You can also do a good trekking in Hong Kong. There is 100-km long MacLehose Trail, stretching from the East to the West through the New Territories. It´s named after longest serving British governor in Hong Kong. We did first two sections of this trail in late November last year. The landscape was very diverse and epic. First day, we walked along the big reservoir. We camped in a lagoon and second day was about hill crossing and all those magnificent islands all around. We unintentionally chose weekend for the hike and the path was super crowded all the time with local and international trekkers.
Two times, we tried and swam in quite cold South China Sea. We were surprised why it´s so cold. Hong Kong lies at 23 equator north so it´s shouldn´t be that cold, no? Locals didn´t swim much, only very sporty seniors and crazy foreigners (not only us!). Beaches were super crowded during sunny days as actually almost every part of this city-state. Hong Kong area is 1000km2 and population is 7 millions which means, it´s seriously very congested!
Protests started and by the time finished already…

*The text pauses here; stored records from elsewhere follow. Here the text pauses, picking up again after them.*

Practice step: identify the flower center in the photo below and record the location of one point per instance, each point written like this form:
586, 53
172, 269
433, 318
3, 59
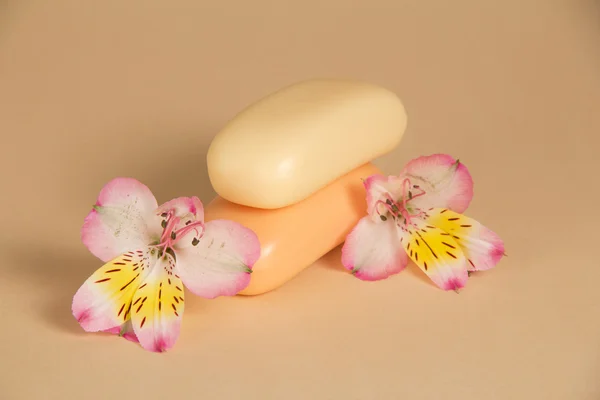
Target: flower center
175, 228
398, 209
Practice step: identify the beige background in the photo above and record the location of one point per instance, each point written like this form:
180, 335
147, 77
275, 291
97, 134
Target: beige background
93, 90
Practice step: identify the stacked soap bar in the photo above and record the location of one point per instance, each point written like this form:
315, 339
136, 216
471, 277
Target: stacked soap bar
290, 167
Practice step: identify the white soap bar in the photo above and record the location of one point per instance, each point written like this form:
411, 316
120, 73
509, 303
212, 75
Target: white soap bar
292, 143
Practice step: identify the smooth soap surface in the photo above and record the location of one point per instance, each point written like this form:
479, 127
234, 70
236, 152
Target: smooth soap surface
294, 237
290, 144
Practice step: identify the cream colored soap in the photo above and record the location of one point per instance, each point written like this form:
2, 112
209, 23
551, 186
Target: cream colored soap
292, 143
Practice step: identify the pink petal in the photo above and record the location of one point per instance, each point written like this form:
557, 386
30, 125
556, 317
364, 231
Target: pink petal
157, 308
372, 250
125, 330
482, 247
447, 182
379, 189
435, 253
221, 263
118, 222
103, 301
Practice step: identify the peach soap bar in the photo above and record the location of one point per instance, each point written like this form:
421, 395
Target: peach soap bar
292, 143
294, 237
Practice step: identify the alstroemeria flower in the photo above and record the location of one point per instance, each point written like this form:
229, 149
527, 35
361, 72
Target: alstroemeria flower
417, 215
151, 252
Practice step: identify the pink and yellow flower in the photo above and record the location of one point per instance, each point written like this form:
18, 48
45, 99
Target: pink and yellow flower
151, 252
418, 215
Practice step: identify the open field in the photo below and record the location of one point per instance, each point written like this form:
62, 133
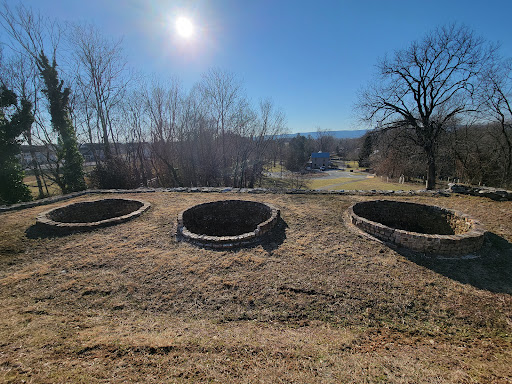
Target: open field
366, 184
317, 302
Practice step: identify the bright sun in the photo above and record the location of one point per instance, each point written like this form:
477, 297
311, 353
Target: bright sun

Hong Kong students protests or rather Umbrella revolution or Occupy Central. Discontent with central government of China and its attempt to interfere into internal affairs more than necessary and mostly the fact that China wants to do pre-screening of candidates for upcoming chief executive election in 2017 which supposed to be first (in)dependent elections since the British has left the country, led to a civil disobedience at the end of September last year. More than two months of protests happening on four different places in Hong Kong downtown greatly inspired fellows in Taiwan and Macao and of course angered Chinese central government. In late November, protesters were forced to leave the Mongkok area in Kowlon, which became again accessible for public vehicles. Protesters removed their tents but stayed present in the area and turned into shoppers and practicing windows-shopping in nearby stores in a huge numbers. After camping on the streets, big „shopping protest fever“ started. Police later arrested many genuine and many artificial shoppers and it was a big mess. I still like the idea of „mass protest shopping“!
In mid-December, protesters from Hong Kong Island (Admiralty and Central area) were forced to leave and as we are in India now and I have very limited internet connection, I cannot provide further details. I only wanted to mention that we visited all protest places several times during our stay in KH and I really liked the calm and determined atmosphere over there. We saw encouraging words written in many languages everywhere. Yellow umbrellas and yellow ribbons as a symbols of protests were present too. Actually still nowadays many of my Hong Kong friends have yellow ribbon as their profile picture on their facebook profile.
This was the brief description of our seven weeks in the most congested destination in Asia.
Many thanks again to all people involved in this wonderful story
and many thanks for the readers as well!